India-Pak talks to prioritise N-safety

Agence France Presse

New Delhi, June 10:

India will give high priority to forging nuclear confidence-building measures with Pakistan during upcoming meetings, foreign minister Natwar Singh said today. “The most important thing on our agenda should be the nuclear dimension because when Congress remitted office in 1996 we (India) were not a nuclear power,” Singh said. The Press Trust of India news agency said Singh made the statement to a television channel when asked if the five-decade-old dispute over Kashmir was one of the main issues between India and Pakistan.
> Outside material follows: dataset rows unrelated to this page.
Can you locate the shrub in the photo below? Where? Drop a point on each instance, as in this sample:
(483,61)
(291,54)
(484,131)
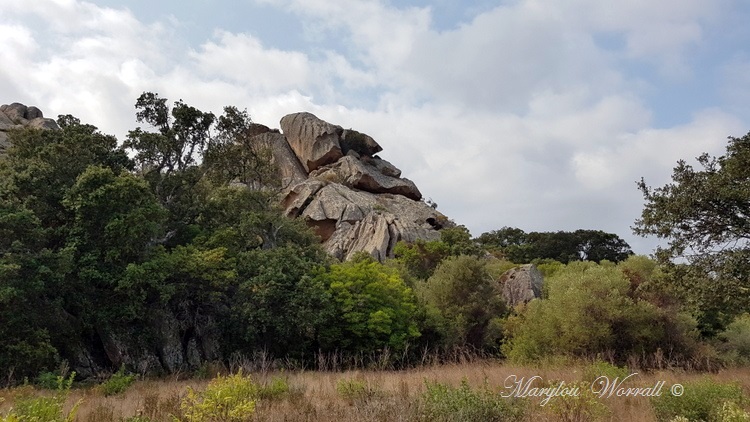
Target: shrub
(374,308)
(117,383)
(701,400)
(589,311)
(735,341)
(443,403)
(229,398)
(463,304)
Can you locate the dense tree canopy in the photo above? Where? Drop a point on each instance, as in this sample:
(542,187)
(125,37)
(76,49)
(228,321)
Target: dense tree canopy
(704,214)
(582,245)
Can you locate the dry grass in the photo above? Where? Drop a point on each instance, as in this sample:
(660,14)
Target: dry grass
(313,395)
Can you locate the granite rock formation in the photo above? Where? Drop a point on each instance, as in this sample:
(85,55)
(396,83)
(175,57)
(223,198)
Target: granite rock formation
(521,285)
(354,200)
(18,116)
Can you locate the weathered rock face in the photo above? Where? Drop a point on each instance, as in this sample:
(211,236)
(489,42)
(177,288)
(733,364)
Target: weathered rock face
(315,141)
(17,116)
(355,201)
(521,285)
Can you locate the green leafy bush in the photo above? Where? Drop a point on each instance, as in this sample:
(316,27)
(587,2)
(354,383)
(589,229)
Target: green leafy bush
(702,400)
(444,403)
(461,300)
(735,341)
(229,398)
(117,383)
(373,307)
(591,310)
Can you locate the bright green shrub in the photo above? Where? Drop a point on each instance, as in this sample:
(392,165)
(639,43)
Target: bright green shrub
(590,310)
(463,304)
(702,400)
(117,383)
(735,341)
(374,309)
(443,403)
(229,398)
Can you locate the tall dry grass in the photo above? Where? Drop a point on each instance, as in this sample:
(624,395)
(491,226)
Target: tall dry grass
(392,395)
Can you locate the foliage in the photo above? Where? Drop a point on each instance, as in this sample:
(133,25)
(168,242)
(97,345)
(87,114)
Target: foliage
(29,407)
(701,400)
(117,383)
(582,245)
(703,214)
(735,341)
(229,398)
(590,310)
(444,403)
(373,307)
(461,301)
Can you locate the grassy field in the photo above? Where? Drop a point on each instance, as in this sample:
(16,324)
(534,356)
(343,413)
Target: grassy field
(387,395)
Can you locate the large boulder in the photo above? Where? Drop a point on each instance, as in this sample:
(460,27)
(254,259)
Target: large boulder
(18,116)
(521,285)
(359,174)
(349,221)
(314,141)
(290,169)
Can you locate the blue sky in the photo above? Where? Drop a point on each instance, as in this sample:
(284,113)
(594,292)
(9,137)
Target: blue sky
(537,114)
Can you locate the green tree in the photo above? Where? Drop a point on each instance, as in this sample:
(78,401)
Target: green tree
(592,310)
(373,307)
(703,214)
(463,304)
(582,245)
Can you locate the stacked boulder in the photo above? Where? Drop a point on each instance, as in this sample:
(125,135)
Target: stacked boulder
(18,116)
(355,200)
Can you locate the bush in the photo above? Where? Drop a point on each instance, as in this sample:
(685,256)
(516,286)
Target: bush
(443,403)
(374,309)
(589,311)
(702,400)
(117,383)
(463,304)
(229,398)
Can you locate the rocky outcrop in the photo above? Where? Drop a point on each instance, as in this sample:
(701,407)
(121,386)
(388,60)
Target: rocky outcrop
(358,174)
(521,285)
(353,199)
(315,141)
(18,116)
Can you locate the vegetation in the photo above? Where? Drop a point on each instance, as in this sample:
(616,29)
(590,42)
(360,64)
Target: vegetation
(170,252)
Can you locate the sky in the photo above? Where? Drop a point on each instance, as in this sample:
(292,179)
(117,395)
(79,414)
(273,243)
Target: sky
(536,114)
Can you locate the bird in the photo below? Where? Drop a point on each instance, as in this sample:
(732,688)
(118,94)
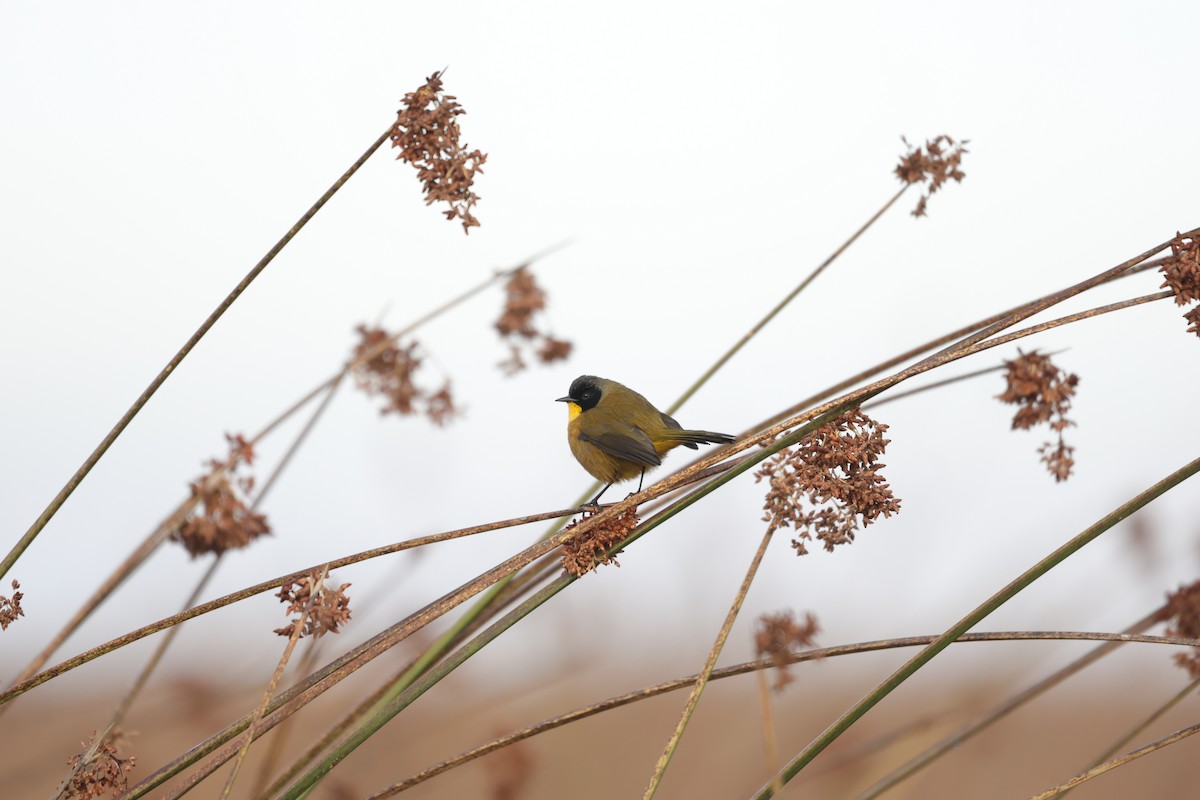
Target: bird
(616,433)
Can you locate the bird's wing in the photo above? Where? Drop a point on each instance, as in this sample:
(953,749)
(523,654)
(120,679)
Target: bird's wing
(625,441)
(670,421)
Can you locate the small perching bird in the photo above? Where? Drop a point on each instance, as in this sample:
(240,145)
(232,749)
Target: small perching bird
(616,433)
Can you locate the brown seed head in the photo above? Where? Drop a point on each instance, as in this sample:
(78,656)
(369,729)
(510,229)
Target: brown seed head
(1042,394)
(1182,614)
(779,635)
(937,162)
(222,521)
(589,551)
(103,771)
(384,367)
(1181,271)
(523,300)
(1181,274)
(427,136)
(837,467)
(10,607)
(330,608)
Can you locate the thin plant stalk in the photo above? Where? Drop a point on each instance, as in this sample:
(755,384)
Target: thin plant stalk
(833,408)
(1138,729)
(922,349)
(271,685)
(505,594)
(827,411)
(1003,709)
(161,378)
(205,578)
(689,708)
(978,614)
(259,588)
(123,708)
(783,304)
(180,513)
(123,571)
(760,667)
(1096,771)
(769,740)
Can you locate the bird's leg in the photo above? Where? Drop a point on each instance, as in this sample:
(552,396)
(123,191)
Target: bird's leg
(639,485)
(594,503)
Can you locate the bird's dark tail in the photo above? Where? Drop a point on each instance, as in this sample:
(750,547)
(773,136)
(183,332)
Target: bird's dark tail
(694,438)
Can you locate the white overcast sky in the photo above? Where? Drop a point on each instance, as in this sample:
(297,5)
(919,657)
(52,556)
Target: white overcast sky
(702,158)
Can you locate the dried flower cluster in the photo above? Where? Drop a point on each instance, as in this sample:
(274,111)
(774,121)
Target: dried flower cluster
(381,366)
(1182,614)
(591,551)
(329,609)
(835,467)
(1042,394)
(1181,275)
(103,770)
(222,521)
(523,299)
(427,136)
(779,635)
(10,607)
(937,162)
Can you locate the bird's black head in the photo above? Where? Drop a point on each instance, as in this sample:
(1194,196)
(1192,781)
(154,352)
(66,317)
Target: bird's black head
(585,392)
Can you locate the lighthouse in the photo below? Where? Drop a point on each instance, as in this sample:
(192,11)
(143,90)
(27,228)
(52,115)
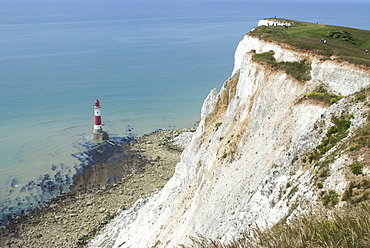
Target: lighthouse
(98,132)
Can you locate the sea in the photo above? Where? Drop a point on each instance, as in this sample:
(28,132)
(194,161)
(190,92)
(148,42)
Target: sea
(151,64)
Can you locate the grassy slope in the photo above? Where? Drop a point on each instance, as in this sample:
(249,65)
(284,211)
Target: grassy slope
(350,225)
(308,36)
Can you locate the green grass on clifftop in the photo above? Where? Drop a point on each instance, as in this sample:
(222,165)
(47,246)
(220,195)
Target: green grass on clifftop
(344,43)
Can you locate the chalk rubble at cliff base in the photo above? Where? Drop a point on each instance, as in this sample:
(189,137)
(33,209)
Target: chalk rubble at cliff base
(237,171)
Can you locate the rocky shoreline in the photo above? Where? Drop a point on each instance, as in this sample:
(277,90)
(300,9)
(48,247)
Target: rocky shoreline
(71,220)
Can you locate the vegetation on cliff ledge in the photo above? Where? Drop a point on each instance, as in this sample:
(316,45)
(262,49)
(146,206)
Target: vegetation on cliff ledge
(342,43)
(299,70)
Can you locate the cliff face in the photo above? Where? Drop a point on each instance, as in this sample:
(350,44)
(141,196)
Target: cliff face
(245,164)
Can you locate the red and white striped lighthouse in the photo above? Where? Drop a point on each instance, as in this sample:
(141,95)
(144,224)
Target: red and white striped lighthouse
(98,130)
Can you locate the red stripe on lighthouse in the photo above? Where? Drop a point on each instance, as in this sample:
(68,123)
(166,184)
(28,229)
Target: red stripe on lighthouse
(97,120)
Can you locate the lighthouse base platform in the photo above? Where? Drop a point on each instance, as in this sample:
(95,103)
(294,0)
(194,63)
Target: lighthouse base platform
(100,136)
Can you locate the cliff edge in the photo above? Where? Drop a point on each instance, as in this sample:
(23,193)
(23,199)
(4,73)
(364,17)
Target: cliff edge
(271,145)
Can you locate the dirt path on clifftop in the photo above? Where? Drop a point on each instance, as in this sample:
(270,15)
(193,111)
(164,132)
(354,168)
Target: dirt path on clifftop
(73,219)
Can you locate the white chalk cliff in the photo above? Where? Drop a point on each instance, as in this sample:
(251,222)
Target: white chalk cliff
(239,169)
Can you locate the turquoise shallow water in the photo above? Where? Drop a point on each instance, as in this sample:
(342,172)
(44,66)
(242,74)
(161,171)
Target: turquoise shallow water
(151,64)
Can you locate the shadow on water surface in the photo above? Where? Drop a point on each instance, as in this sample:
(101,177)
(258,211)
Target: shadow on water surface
(99,164)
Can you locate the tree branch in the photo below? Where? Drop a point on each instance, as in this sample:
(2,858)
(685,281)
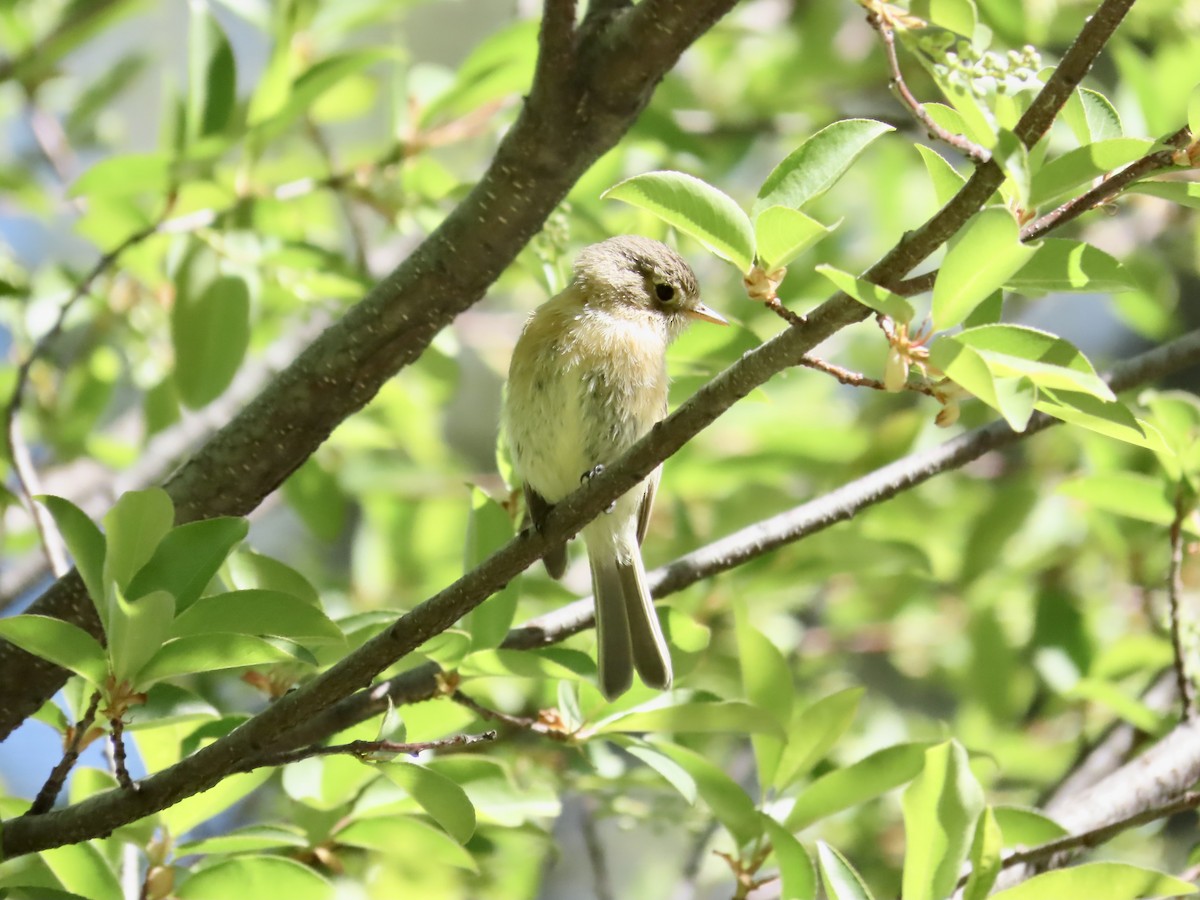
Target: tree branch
(345,367)
(553,141)
(423,682)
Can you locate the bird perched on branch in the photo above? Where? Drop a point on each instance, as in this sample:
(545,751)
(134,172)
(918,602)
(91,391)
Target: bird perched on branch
(588,378)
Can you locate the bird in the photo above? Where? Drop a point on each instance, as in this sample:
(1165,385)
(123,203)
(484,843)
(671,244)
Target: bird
(587,381)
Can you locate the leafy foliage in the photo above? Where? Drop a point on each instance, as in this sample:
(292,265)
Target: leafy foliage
(877,709)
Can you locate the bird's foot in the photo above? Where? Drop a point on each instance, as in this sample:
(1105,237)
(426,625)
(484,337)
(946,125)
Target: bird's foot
(591,474)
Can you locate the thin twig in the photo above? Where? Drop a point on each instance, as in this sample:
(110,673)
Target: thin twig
(600,881)
(857,379)
(1096,837)
(546,724)
(1108,189)
(1174,593)
(52,144)
(358,237)
(213,762)
(22,465)
(1103,193)
(371,750)
(58,777)
(959,142)
(119,759)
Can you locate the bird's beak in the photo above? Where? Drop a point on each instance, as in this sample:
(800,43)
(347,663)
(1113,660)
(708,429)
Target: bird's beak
(707,313)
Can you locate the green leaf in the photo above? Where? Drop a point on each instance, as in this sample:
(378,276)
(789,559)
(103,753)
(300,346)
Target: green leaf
(1194,111)
(1045,359)
(940,811)
(858,783)
(727,717)
(781,234)
(1120,701)
(429,846)
(60,642)
(696,209)
(1063,174)
(125,175)
(257,612)
(945,178)
(1097,881)
(1185,193)
(1013,397)
(135,526)
(814,732)
(840,880)
(1013,159)
(210,334)
(83,870)
(437,795)
(1113,419)
(211,75)
(870,295)
(987,255)
(985,857)
(1126,493)
(672,772)
(317,497)
(957,16)
(205,653)
(246,840)
(1067,265)
(1091,117)
(1026,827)
(255,876)
(137,629)
(255,570)
(187,558)
(724,796)
(767,683)
(85,543)
(189,813)
(489,528)
(816,165)
(796,871)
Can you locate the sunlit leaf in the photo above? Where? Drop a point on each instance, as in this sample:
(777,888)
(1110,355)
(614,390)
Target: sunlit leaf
(816,165)
(695,208)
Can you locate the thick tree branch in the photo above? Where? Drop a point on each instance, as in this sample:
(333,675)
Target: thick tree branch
(393,325)
(557,136)
(423,682)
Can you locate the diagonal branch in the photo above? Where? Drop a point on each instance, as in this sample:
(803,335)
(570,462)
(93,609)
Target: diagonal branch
(401,329)
(423,683)
(557,136)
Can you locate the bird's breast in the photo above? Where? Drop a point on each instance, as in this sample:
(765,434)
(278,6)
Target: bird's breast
(586,393)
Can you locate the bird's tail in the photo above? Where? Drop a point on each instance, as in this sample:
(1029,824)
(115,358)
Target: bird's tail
(627,627)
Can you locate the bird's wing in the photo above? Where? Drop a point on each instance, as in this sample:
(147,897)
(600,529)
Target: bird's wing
(643,510)
(539,508)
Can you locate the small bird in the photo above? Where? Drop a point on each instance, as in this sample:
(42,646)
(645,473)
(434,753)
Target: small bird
(587,379)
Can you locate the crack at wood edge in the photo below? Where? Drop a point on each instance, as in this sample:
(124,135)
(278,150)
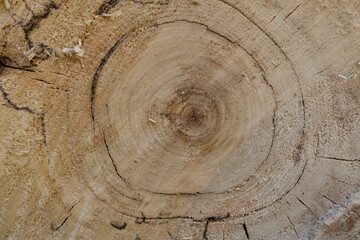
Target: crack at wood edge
(279,47)
(99,69)
(338,159)
(293,226)
(13,105)
(42,117)
(35,21)
(60,226)
(111,51)
(288,15)
(26,109)
(306,207)
(64,221)
(213,219)
(3,65)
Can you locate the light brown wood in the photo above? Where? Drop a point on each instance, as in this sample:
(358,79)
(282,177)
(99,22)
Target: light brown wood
(216,119)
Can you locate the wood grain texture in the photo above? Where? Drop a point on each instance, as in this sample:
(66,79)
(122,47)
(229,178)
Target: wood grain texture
(206,119)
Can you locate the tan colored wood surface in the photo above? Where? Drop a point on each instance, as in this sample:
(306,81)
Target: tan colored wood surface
(206,119)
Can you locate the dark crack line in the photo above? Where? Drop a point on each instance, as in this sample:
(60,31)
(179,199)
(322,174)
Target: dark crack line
(117,225)
(35,21)
(12,104)
(206,230)
(99,69)
(111,51)
(151,2)
(293,226)
(213,219)
(246,230)
(72,207)
(43,128)
(15,68)
(324,196)
(292,11)
(117,172)
(306,207)
(107,6)
(338,159)
(279,47)
(62,224)
(26,109)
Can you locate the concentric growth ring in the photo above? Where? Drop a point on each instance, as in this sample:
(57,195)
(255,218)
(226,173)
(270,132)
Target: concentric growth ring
(189,115)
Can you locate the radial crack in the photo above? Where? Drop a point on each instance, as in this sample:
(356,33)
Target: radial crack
(306,207)
(12,104)
(62,224)
(99,69)
(338,159)
(293,226)
(246,230)
(278,46)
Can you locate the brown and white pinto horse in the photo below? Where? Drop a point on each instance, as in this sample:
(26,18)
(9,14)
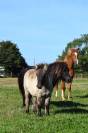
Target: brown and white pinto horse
(70,59)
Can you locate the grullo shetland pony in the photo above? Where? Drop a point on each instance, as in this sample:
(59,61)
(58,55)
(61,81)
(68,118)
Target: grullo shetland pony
(48,76)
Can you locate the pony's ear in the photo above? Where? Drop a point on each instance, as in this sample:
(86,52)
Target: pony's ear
(78,49)
(69,52)
(45,67)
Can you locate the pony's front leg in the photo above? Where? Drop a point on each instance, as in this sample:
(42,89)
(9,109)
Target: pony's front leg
(69,91)
(39,104)
(47,103)
(56,89)
(63,90)
(27,101)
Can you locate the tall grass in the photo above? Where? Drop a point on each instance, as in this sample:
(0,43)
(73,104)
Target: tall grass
(65,117)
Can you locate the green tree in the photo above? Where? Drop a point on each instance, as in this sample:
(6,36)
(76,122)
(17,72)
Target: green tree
(82,43)
(11,58)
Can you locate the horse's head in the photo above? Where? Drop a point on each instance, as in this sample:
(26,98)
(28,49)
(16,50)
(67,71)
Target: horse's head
(65,76)
(73,53)
(41,69)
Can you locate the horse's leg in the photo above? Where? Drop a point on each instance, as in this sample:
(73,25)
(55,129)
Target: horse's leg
(47,103)
(63,90)
(27,101)
(39,102)
(35,105)
(56,89)
(69,91)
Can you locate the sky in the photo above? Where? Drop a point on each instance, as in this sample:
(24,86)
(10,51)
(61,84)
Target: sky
(42,28)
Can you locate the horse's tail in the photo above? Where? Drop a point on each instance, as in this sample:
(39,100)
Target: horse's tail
(20,81)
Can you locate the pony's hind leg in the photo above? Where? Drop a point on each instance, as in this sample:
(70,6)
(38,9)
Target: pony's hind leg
(39,104)
(47,103)
(27,101)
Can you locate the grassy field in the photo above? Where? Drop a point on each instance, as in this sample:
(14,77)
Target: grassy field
(65,117)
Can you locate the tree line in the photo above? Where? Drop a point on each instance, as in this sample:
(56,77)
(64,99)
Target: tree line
(11,58)
(13,61)
(82,44)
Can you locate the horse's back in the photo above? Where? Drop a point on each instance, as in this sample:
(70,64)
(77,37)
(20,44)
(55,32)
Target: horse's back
(30,82)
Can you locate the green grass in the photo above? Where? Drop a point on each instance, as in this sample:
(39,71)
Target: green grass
(65,117)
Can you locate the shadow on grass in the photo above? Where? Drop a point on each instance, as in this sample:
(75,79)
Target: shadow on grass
(85,96)
(69,107)
(71,111)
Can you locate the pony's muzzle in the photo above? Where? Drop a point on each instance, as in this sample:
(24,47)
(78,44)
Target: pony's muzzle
(69,79)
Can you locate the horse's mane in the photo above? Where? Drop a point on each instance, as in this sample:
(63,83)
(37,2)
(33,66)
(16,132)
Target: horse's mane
(54,71)
(41,66)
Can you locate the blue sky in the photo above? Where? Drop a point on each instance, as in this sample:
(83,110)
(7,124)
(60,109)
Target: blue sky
(42,28)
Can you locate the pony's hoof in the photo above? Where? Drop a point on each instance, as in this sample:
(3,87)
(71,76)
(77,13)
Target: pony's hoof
(63,99)
(27,111)
(70,98)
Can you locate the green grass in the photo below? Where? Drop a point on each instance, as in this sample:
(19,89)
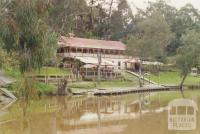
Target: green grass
(53,71)
(165,97)
(174,78)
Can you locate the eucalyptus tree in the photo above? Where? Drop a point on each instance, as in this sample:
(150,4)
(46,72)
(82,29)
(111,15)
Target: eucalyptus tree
(26,33)
(121,23)
(188,54)
(151,38)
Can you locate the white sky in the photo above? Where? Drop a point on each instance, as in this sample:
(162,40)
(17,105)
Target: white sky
(176,3)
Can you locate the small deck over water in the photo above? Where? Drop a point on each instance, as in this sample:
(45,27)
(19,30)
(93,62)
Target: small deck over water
(150,88)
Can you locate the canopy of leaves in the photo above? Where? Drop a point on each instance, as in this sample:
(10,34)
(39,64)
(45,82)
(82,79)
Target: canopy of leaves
(152,36)
(189,54)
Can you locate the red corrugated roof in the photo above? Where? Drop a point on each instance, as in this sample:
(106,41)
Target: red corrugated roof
(90,43)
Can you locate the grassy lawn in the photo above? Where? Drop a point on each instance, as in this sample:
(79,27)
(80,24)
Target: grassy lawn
(174,78)
(165,97)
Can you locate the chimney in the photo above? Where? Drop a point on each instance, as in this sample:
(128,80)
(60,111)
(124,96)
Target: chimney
(71,35)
The government of Hindu nationalist prime minister Atal Behari Vajpayee conducted nuclear tests in May 1998. Pakistan responded a few days later with tests of its own. The two countries have refused to sign up to nuclear non-proliferation treaties because they are not formally recognised as nuclear powers.

They launched confidence-building measures and dialogue after a landmark agreement between Pakistani president Pervez Musharraf and Vajpayee in January to resolve all issues, including the festering Kashmir dispute. The left-leaning Congress-led coalition, which defeated Vajpayee’s coalition in the April/May elections, has pledged to continue with the peace process and announced that officials from the two sides would meet on June 19 and 20 in New Delhi for talks on nuclear confidence-building measures. In the television interview, Singh called for a “new beginning” in bilateral ties. “I would only say that we will appeal and request Pakistan that this road we have travelled over 57 years hasn’t produced the results that you want, the results that we want,” he said when asked about Pakistan’s view that Kashmir should be solved first. “Let’s make a new beginning.”